CLDR license (botom of the page): I
my eyes this is a BSD like license. If somebody thinks the license is
not OK, please say so. Copy is attached to this mail.

> 1. Weekday and month names (full and abbreviated) - these should
>    almost certainly be available from CLDR or other public sources.
> 2. Time format strings for strftime - unless CLDR has C-oriented data
>    like that, these might not be available in a form that's easy to
>    automatically adapt. Research on this topic is welcome.
> 3. Regexes for yes and no responses - seems unlikely to be in CLDR,
>    but again I'd be happy for someone to prove me wrong.
> 4. Translations of the message strings in libc. Note that musl's
>    strings already deviate some from the legacy strings used on glibc
>    and other systems. For example the strerror strings are adjusted to
>    align more closely with the POSIX description and the actual
>    situations they arise in than the legacy strings (like "Not a
>    typewriter"). I'd like to aim to have our translated strings
>    equally modernized. And before really spending a lot of work on
>    these we should review the English strings again for possible
>    improvements and missing messages (I think some newer error codes
>    may be missing).
> 5. Collation rules - these almost certainly can come from Unicode/CLDR
>    but musl does not even support collation yet.
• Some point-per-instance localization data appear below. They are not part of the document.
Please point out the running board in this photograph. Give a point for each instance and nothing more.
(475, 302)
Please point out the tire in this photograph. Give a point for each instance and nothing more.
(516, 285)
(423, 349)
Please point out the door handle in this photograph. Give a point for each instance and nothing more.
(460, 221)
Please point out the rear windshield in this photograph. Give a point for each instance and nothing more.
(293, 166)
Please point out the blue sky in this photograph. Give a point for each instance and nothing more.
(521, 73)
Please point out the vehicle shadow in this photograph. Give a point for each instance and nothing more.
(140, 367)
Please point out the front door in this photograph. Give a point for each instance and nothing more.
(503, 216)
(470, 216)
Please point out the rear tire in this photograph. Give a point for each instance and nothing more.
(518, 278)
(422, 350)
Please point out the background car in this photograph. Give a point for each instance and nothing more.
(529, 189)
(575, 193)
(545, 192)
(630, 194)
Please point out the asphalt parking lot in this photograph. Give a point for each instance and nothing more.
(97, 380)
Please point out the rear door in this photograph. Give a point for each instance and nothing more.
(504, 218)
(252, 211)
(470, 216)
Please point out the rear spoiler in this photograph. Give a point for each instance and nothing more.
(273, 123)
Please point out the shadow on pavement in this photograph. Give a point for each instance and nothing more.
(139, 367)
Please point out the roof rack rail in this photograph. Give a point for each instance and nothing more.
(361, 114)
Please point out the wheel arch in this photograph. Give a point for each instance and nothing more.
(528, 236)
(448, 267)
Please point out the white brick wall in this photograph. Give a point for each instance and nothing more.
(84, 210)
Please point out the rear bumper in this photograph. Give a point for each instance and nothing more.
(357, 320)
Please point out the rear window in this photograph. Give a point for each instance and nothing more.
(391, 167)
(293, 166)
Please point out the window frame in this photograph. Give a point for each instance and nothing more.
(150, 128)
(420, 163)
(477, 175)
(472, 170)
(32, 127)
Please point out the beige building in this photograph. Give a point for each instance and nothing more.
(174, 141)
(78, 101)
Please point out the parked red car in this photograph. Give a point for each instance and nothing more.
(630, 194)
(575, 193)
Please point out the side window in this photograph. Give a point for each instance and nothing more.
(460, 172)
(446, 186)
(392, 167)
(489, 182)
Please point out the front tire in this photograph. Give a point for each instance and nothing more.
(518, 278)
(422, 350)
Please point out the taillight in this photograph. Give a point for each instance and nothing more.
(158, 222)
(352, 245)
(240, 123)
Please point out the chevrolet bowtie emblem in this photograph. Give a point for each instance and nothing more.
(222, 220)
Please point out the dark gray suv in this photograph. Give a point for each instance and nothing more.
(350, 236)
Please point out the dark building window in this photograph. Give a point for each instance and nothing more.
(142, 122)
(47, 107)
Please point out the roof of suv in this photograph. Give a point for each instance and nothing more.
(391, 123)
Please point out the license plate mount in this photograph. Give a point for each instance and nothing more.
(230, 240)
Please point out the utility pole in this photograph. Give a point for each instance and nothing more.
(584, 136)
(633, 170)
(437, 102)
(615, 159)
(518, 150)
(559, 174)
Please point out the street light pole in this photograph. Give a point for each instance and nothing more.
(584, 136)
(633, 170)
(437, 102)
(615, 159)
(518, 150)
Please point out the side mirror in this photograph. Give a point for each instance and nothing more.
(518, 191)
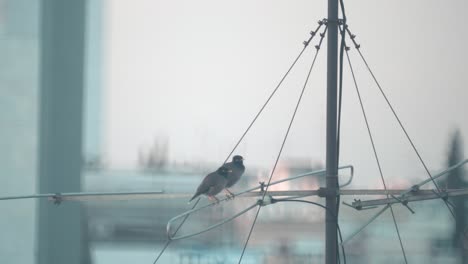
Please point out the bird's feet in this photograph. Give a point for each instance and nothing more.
(213, 199)
(229, 194)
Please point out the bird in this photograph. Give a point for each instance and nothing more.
(238, 168)
(213, 183)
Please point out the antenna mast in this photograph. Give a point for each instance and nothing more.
(332, 188)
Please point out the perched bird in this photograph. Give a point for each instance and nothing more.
(213, 183)
(238, 168)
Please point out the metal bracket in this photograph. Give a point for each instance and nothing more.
(57, 198)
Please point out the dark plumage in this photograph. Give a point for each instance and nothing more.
(213, 183)
(238, 168)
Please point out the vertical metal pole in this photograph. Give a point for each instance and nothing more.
(331, 156)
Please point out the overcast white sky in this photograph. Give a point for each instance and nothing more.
(197, 71)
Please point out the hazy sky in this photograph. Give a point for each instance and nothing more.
(196, 72)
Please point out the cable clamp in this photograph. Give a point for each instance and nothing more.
(404, 202)
(415, 188)
(57, 198)
(262, 186)
(325, 192)
(266, 200)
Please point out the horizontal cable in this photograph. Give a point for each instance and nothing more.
(407, 191)
(121, 196)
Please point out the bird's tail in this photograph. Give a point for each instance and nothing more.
(194, 196)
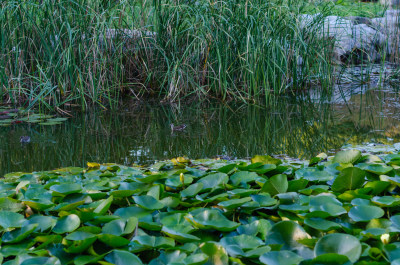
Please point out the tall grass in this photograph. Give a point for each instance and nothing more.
(60, 52)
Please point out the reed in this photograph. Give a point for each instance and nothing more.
(87, 52)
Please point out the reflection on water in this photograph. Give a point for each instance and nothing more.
(142, 134)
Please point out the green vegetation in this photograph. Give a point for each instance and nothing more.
(345, 8)
(10, 116)
(54, 53)
(340, 210)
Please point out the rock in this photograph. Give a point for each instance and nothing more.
(340, 30)
(367, 44)
(390, 26)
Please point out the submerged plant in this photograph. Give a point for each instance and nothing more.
(340, 210)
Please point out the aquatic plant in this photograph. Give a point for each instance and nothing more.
(57, 52)
(10, 116)
(336, 210)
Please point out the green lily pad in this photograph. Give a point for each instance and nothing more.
(120, 226)
(350, 178)
(347, 156)
(275, 185)
(287, 234)
(65, 189)
(18, 235)
(341, 244)
(243, 177)
(283, 257)
(11, 220)
(67, 224)
(214, 181)
(148, 202)
(122, 257)
(365, 213)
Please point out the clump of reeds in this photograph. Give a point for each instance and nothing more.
(94, 51)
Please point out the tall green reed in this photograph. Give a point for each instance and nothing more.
(58, 52)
> 6. Monetary formatting and currency names - these almost certain can
>    come from CLDR or other public sources, but again the code to use
>    the data isn't there yet.
>> Contribution is not completely open, but you normally interested
>> people get access if they want to. I got mine within a week.
>> This is only a suggestion open to discussion. What do you guys think about it?
> Overall I like it. But I think we still need a maintainer to manage
> pulling the data, maintaining string translations for messages, etc.
> Any comments on my items 1-6 above?